Questo risultato è quanto mai significativo. Le due studiose partono infatti da presupposti teorici analoghi – citano entrambe, esplicitamente, il saggio epocale di Linda Murray, steso nel 1973, consacrato alla predominanza dello ‘sguardo maschile’ nella produzione visiva della contemporaneità – e accettano, in fondo, un medesimo canone (che, per la realtà toscana, passa da Masaccio giungendo a Leonardo e Michelangelo via Pollaiolo e Verrocchio). La Rubin – nel libro titolato Seen from Behind, anch’esso stampato da Yale (pp. 288, 263 illustrazioni fra colore e b/n, $ 60,00 – fa però propri gli schemi della queer theory, sottolineando come il binarismo del genere sia un modello inadeguato anche per il commento del nudo rinascimentale. In una prospettiva cronologica più dilatata, percorsa in linea retta e poi a ritroso, la studiosa rivendica perciò per il XV e XVI secolo il calcolo di un’osservazione voyeuristica (l’altra colonna portante, insieme all’esperienza del flâneur, per l’esplorazione della Modernità); e, concentrandosi sulla schiena e il culo maschili come motif ricorrente, si spinge a giocare sui termini di individualizzazione e genericità, secondo un’accezione capovolta rispetto alla Burke (che proprio nella possibilità di riconoscere il volto di un ‘nudo’ risemantizza il valore di quest’ultimo, come nel caso della Fornarina di Raffaello).
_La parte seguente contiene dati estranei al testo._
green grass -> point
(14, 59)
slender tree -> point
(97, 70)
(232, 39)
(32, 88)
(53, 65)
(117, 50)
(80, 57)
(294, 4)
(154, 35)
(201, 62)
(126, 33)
In un simile contesto, la mostra del Getty – The Renaissance Nude, fino al 27 gennaio – dimostra un aggiornamento metodologico attuale, nei bei saggi di C. Jean Campbell e Davide Gasparotto, così come nell’introduzione firmata a sei mani dai curatori (fra cui la stessa Burke): nell’esemplare in un percorso articolato l’evoluzione del soggetto, citando una grande ricchezza di media artistici (dalla pittura alla scultura, passando per la grafica e la miniatura, le incisioni e la trattatistica), opta per un allargamento del corpus ampiamente mediterraneo raccolto da Clark, dedicando più spazio di quanto facesse The Nude alla cultura settentrionale, al suo portato tragico e esistenziale di pelli ferite e sofferenti, alla concettualizzazione esasperata di una tradizione alternativa che convoca con forza al centro del dibattito il polo dialettico, retorico del ‘naturale’ di fronte a quello, non meno artificiato, dell’ ‘ideale’.